Çocuğunuzla açık havada bir pijama partisi planlayın. Yakındaki ormanda bir çadır kurun ya da geceyi yazlığınızda geçirin. Bu mümkün değilse, kısa bir gece yürüyüşüne çıkın. Sessizce oturun ve gece seslerini dinleyin. Bunları kim yayınlıyor? Kurbağalar mı? Cırcır böcekleri mi? Yarasa? Bir baykuş mu, hatta iki baykuş mu? Yoksa yiyecek arayan küçük bir hayvan mıydı?

Duyduğunuz her sesi tartışın. Evdeyken dışarıdan gelen gece sesleri ile dışarıda çevrenizdeki gece sesleri arasındaki fark nedir? Gündüz yürüyüşü sırasında duyduğunuz seslerden ne farkı var? Geceleri hayvanların çıkardığı sesler dışında başka hangi sesler vardır? Belki rüzgar sesi?

İyi bir gece uykusu için arkanıza yaslanın ve doğanın sizi uyutmasına izin verin.

5. Etrafında hayat aramak

Bütün çocuklar dedektif oynamayı sever. Gizemin yaşadığı sokağa gidin ve çocuğunuzu, vahşi yaşam dünyasının çok yakınına yerleşmiş olan temsilcilerinin hayatını takip etmeye davet edin.
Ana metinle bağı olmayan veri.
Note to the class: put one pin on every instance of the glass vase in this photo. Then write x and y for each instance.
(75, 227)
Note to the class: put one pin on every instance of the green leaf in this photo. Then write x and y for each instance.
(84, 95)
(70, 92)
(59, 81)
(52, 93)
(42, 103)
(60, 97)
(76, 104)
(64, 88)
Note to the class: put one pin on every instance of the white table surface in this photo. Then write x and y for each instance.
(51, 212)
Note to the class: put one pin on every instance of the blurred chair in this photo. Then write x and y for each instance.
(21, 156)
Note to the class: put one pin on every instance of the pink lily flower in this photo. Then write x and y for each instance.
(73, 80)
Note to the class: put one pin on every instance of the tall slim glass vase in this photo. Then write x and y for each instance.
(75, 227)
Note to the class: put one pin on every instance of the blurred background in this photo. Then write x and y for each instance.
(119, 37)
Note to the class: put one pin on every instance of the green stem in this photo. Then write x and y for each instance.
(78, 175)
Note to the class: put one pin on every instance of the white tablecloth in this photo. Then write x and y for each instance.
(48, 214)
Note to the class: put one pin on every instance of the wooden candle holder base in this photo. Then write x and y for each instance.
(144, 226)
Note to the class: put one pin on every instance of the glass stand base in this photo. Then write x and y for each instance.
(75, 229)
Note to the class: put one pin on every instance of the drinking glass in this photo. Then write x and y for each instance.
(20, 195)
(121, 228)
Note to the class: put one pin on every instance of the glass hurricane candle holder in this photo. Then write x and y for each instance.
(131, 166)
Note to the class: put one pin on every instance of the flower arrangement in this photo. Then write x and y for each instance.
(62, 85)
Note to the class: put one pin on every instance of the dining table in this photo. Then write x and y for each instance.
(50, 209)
Yaşadığınız yere bağlı olarak, küçük örümceklerden çayırda otlayan geyiklere kadar birçok hayvan insanların yanında yaşar. Sadece yakınlarda yaşayan hayvanlar hakkında bilgi verecek ipuçlarını bulmanız gerekiyor. Casusluk zamanı!

Çocuğunuzun örümcek ağları, çiğnenmiş veya kemirilmiş yaprak, tüy, yılan derisi veya yuva girişi gibi hayvan yaşamına dair kanıtlar aramasını sağlayın. Hayvan yaşamının belirtilerini görebilsek ve onları fark edemesek de, büyük olasılıkla yakınlarda bir yerdedirler.
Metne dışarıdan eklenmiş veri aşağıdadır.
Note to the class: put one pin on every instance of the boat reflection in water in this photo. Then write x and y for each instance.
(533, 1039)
Bir fare, gün boyunca uyuyan bir vizonda oturabilir. Çatlamış bir kabuk görürsek, yeni yiyecek aramak için yemek yiyip kendini zehirleyen bir kuş ya da sincap olabilir. Herhangi bir yerde çiçekli bitkiler görüyor musunuz? Arılar, kelebekler veya yarasalar gibi tozlayıcılar olmasaydı çiçek olmazdı.

Büyük ve küçük böceklerin ve hayvanların yakınınızda yaşadığını gösteren başka hangi işaretler var? Altında kimin yaşadığını görmek için kayaların ve devrilmiş ağaçların altına dikkatlice bakın. Eve döndüğünüzde, her şeyi dikkatlice inceleyin. Evinizin yakınında hayvan yaşamına dair herhangi bir kanıt var mı? Ne buldun? Dedektif olun ve dünyanın etrafınızda nasıl çalıştığını öğrenin.

Jennifer Ward'ın The Little Explorer adlı kitabında çocuklarla bu ve diğer açık hava etkinlikleri hakkında bilgi edinin. 52 heyecan verici açık hava etkinliği. Alpina Yayınevi, 2016.